あなたにこうやってお手紙を書くのは、これで二度目ですね。

あれから三年が経ちましたが、お元気にしていますか。それとも、もう本国に帰ってしまっているでしょうか。どんな方法にしろ、あなたにこの手紙が届くことを祈って、駐屯地にこの手紙を送ります。私があなたに言葉を伝えられる手段は、もうこの手紙のほかにはないのですから。

この三年間ずっと、私があなたを思い出さない日はありませんでした。もっと早く出せていたらよかったのですが、政治犯であるという理由で外部との接触は禁止されていたので、一度も書けずに今に至ります。私が生きているということ自体、外部には公表されていないらしいので。

看守は、面会に来る家族もない私を、愚かな反逆者と嗤います。

でも彼から、獄中で書く手紙はこれで最初で最後にするという約束で、便箋を一枚貰いました。この手紙に、私が書けるだけのことを書きたいと思います。

三年前、首都近郊の医学学校が無差別爆撃にあったことは、あなたもニュースなどでご存知のことかもしれません。私はそこに通っていました。

あの日友達も先生も、みんな瓦礫の下になりました。

私がそこにいなければ、学校は攻撃されたりしなかった。結局私は、また人を殺してしまったのと同じことです。私は、償いに人の命を救うこともできません。もう私は、学校には戻れません。それにもうあの学校はないのです。けれど、もうあの村にも戻れないでしょう。あの村はまだあるにしても、私はこの塀の中、大規模なテロ行為を計画していたという疑いで国家から刑を受け、来月死刑に処されるのです。絞首台に向かう足もないのに。

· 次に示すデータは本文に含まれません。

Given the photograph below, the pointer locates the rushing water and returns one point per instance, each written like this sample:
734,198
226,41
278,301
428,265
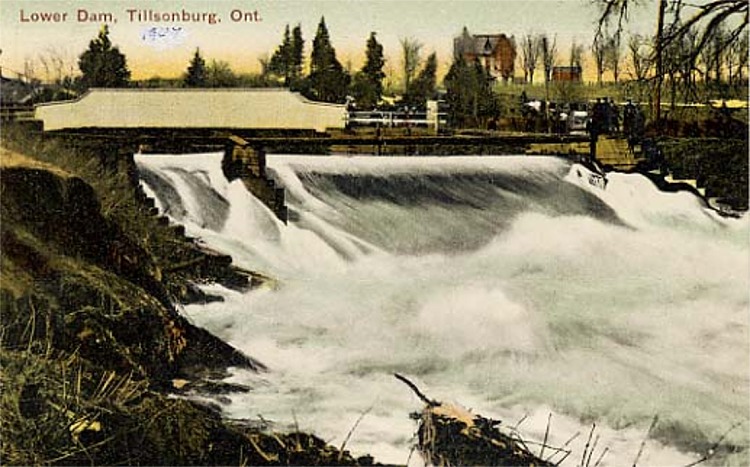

・・・・両足を、あの瓦礫の下に置き忘れてきてしまいましたから。


独居房の中、ただあなたの面影が思い出されます。

せめてあなたのように、自分の持っている知識をあの村の誰かに伝えてあげたかった。私はそのために勉強したのに、誰にも何も遺せないなんて。

死ぬというのは怖いものですね。今更何を言っても詮無き事ですが、朝、目が覚めて、一日一日と執行日が近づいているのを実感する度、震えが止まらなくなります。実際人殺しの私には、こんなことを言う権利さえないのかもしれませんが・・・。


でも、お医者さん、ありがとう。あなたは私の先生であり、またもう一人の父でした。

あなたのおかげで、私は人を恨むことを止められた。あなたに会えて、本当によかった。

でも、望むなら最後にもう一度、あなたに会いたいです。

もう一度、だけ。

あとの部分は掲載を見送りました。